# Tipps für Lanzarote gesucht (Küste)



## mschmitz (21. Januar 2013)

Hallo zusammen, 

aktuell steht die Urlaubsplanung für diesen Sommer vor der Tür - als Ziel ist schon mal die Kanareninsel Lanzarote ausgesucht. 

Klar, dass ich dort auch angeln möchte. 
Hochseefischen scheidet generell aus, da ich schnell seekrank werde, wie ich letztes Jahr leider erkennen musste. ... :-/

Daher habe ich mir überlegt, es vom Ufer aus zu versuchen. 
Potentiell würde ich gerne auf Raubfisch angeln, wie bspw. auf Zackenbarsche, Barracudas, Moränen. 

Da ich bisher noch nie vom Ufer aus im Meer gefischt habe stellen sich einige Fragen: 
1. Welche Montage ist angebracht?

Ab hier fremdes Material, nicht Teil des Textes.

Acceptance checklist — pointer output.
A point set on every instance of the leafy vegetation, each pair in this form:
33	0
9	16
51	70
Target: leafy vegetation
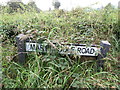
81	25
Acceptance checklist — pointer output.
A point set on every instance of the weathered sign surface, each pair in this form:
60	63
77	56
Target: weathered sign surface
79	49
68	49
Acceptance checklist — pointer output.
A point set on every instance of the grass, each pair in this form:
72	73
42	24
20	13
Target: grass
53	70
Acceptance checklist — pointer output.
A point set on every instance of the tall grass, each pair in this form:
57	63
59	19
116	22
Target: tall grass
53	70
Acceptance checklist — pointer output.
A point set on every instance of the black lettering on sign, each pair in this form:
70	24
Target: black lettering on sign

Sind für die Raubfische Stahlvorfächer notwendig?
2. Unter der Rutenspitze fischen oder weit auswerfen? 
3. Von der Klippe oder vom Sandstrand? 
4. Karpfengeschirr oder Brandungsrute?
5. Ist eine Angelkarte erforderlich?

Wenn ihr ein paar Tipps für mich parat hättet wäre ich euch dankbar! 
Merci und viele Grüße


----------



## scorp10n77 (21. Januar 2013)

*AW: Tipps für Lanzarote gesucht (Küste)*

Spinrute, gibt zu den Kanaren schon einige Interessante Threads, am besten wärs du findest jemanden der die Fischerei dort kennt und sprichst mal mit dem. 
Billfish zum Beispiel fischt erfolgreich auf Fuerte, sollte sich nich so unterscheiden. Ist aber spekulativ, war nie dort!


----------



## 2Fast2Real (21. Januar 2013)

Hi

Vom ufer aus geht da schon ordendlich was.
In welchem ort bist du denn? 
Ich kann dir evtl. ein paar gute stellen in der einen oder anderen ecke sagen.

Wegen stahlvorfach - auf jeden fall und zwar starkes oder richtig dicke hardmonovorfächer.

Wegen erlaubnis - theoretisch braucht man eine, wenn du dich aber aus den häfen fern hältst sollte dir keiner was wollen. Wenn du aber auf nummer sicher gehen willst musst du dir in arecife eine lizenz besorgen. Mir wollte bei den vergangenen urlauben nie jemand was.

Pass auf jeden fall auf mit dem petermännchen und den muränen sonst is der urlaub schnell beendet;-)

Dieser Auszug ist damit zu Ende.